Passing subject id to DataSink and use it to substitute file names

JohannesWiesner · February 1, 2021, 11:29am

I downloaded the HCP data set and trying to learn how to use nipype with it. The first little task I set up for myself was to just iterate over each subject’s folder, select the tfMRI_WM_LR.nii.gz file within that folder and copy it over to another location. The iteration, file selection and copy process works but I struggle with the problem of how to dynamically add the subject id to the name of the file (like such: sub-{subject_id}_fMRI_WM_LR.nii.gz

from nipype.interfaces.io import SelectFiles, DataSink
from nipype import Workflow,Node
from nipype.interfaces.utility import IdentityInterface

# set data directory
data_dir = "/data/"

# set a list of subject directory names
subject_list = ["955465","952863"]

# create a node that iterates over the subjects
infosource = Node(IdentityInterface(fields=["subject_id"]),name="infosource")
infosource.iterables = [("subject_id",subject_list)]
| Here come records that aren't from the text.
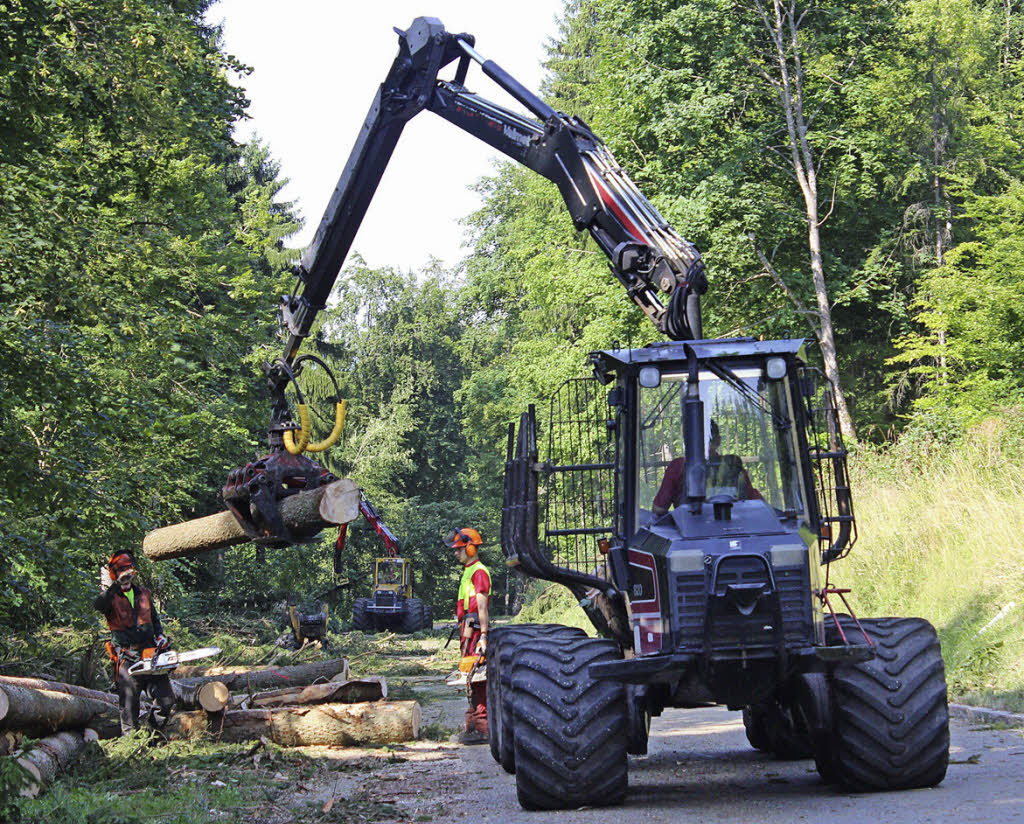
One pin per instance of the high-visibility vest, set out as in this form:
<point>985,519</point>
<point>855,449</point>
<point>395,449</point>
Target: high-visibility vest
<point>466,589</point>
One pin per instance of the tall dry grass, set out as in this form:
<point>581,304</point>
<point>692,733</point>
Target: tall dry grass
<point>941,534</point>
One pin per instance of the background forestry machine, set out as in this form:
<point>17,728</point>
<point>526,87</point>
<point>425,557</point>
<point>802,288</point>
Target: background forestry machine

# create a node that selects the functional nifti files based on a template
templates = {"func":"{subject_id}/MNINonLinear/Results/tfMRI_WM_LR/tfMRI_WM_LR.nii.gz"}
selectfiles = Node(SelectFiles(templates,base_directory=data_dir),name="selectfiles")

# create a destination folder to put the images
datasink = Node(DataSink(base_directory="/output"),name="datasink")

# define substitutions for the names of the output files
datasink.inputs.substitutions = [('tfMRI_WM_LR.nii.gz','foo.nii.gz')]

# define workflow
wf = Workflow(name="choosing_subjects")

# pass the subject id from infosource to selectfiles in order to select the directories of interest
wf.connect(infosource, "subject_id",selectfiles,"subject_id")

# pass the subject is from infosource to datasinks 'container' attribute so that for each subject
# an individual output directory with the subject id as name of the output is created
wf.connect(infosource, "subject_id",datasink,"container")

# pass the selected files from selectfiles to datasinks output which will place them in a subdirectory
# called 'func'
wf.connect(selectfiles,"func",datasink,"func")

# run workflow
wf.run()

How do I pass the subject_id from infosource to datasink so that datasink can use it to modify the filename in datasink.inputs.substitutions = [('tfMRI_WM_LR.nii.gz','foo.nii.gz')]?

JohannesWiesner · February 9, 2021, 2:33pm

Answering my own question here: Renaming a file using input parameters (such as the subject id) is possible via a Rename Node. You can connect this node to DataSink to dynamically change the names of your files.